Mardy, jipo, angga, dan tian memulai pendakian di hari kedua, kami
menganjurkan memulai pendakian lebih cepat misalnya jam 11 supaya sampai di puncak pas sunrise. Mereka
berempat juga berhasil menggapai puncak tepat pukul 06.00. walaupun berbeda hari, kami bersembilan, berhasil sampai puncak.

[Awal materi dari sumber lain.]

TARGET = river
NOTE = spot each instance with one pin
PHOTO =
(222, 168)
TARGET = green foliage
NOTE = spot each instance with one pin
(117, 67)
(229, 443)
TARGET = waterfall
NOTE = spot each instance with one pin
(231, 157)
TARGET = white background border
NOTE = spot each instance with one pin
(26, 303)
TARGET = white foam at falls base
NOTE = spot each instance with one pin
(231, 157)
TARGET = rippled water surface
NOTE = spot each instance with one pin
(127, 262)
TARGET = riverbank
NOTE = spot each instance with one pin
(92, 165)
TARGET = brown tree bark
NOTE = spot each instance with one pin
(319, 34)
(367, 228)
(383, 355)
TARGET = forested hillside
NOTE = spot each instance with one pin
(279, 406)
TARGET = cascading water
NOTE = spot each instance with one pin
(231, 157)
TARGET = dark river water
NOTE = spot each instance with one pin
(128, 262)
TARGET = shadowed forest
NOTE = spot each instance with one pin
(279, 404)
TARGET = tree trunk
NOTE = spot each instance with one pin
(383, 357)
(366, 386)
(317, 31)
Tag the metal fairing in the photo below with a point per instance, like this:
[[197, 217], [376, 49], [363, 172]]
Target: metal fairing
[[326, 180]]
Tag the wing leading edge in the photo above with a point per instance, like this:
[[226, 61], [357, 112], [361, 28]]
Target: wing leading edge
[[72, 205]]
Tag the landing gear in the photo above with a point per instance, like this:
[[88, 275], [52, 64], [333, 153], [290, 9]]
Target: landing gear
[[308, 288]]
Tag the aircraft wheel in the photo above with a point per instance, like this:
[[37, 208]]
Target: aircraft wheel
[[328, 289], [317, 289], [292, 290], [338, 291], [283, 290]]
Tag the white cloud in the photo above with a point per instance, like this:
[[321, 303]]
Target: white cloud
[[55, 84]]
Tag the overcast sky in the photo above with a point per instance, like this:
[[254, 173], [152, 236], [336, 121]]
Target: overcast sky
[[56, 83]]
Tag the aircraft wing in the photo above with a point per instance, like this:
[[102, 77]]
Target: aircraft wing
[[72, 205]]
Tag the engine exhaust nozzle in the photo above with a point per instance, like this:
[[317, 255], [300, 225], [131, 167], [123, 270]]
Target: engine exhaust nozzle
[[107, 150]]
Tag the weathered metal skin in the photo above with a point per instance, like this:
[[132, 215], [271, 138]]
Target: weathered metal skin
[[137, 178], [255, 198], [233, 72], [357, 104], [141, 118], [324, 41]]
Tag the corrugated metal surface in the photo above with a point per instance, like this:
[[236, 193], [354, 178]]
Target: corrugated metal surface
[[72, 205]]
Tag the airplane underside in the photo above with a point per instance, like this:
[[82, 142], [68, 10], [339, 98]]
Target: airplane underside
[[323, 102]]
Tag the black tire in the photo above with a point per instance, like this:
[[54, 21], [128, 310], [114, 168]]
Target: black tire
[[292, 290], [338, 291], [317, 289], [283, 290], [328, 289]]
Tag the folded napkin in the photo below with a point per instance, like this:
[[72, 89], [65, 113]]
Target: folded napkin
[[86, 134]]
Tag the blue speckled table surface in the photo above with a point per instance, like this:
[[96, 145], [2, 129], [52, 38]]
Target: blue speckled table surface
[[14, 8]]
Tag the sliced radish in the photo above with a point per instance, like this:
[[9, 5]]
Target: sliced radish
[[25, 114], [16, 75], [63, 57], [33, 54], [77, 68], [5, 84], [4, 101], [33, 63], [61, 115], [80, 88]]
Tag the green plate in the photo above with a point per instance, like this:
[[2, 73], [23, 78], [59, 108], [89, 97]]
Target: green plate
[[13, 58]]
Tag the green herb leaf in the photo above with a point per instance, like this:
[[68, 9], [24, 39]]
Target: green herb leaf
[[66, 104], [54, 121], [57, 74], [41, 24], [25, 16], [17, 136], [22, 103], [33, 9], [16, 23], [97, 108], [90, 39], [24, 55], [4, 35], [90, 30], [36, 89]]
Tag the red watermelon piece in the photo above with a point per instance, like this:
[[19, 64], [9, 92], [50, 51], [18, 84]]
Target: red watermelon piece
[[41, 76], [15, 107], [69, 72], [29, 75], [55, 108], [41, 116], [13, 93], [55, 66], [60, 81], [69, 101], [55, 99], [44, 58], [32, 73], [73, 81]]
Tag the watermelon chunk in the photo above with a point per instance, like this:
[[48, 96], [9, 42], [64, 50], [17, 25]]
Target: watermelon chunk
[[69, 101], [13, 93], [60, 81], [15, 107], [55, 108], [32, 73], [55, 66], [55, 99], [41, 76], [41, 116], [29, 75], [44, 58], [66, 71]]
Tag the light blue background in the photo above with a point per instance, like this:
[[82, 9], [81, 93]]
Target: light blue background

team muncak pertama + angga si gondrong di belakang |
Kami team muncak pertama turun terlebih dahulu ke Ranukumbolo. Malam
terakhir kami habiskan di Ranukumbolo, ditutup dengan cerita hantu tentang
mistisnya gunung argopuro bersama tetangga tenda yang membuat ricard sakit
kepala dan sulit tidur.
tak ada sunrise begitu indah yang dikatakan orang, hanya ada kabut tebal.. |
Sayangnya, tak ada sunrise yang begitu indah di Ranu kumbolo
tertutup kabut tebal, tapi itu tak pernah kalah dengan kebersamaan dan pengalaman
yang kami dapatkan.
lagi nongkrong, trus komentarin pendaki lain yang lagi lewat :" |
fuull team, btw itu bingung juga kenapa aku angkat kaki :" (ki-ka ; ricard, bang oci, tian, sakti, jipo, jacklyn, mardy, reno, angga) |
Tepat pukul 11.00 kami meninggalkan Ranukumbolo menuju Ranupani
dengan berbekal cerita yang tak aka pernah habis, pengalaman luar biasa yang tak akan pernah terlupakan. Terima kasih Tuhan mengizinkan kami melihat, sedikit surga yang kau titipkan di kepingan alam bernama Gunung Semeru.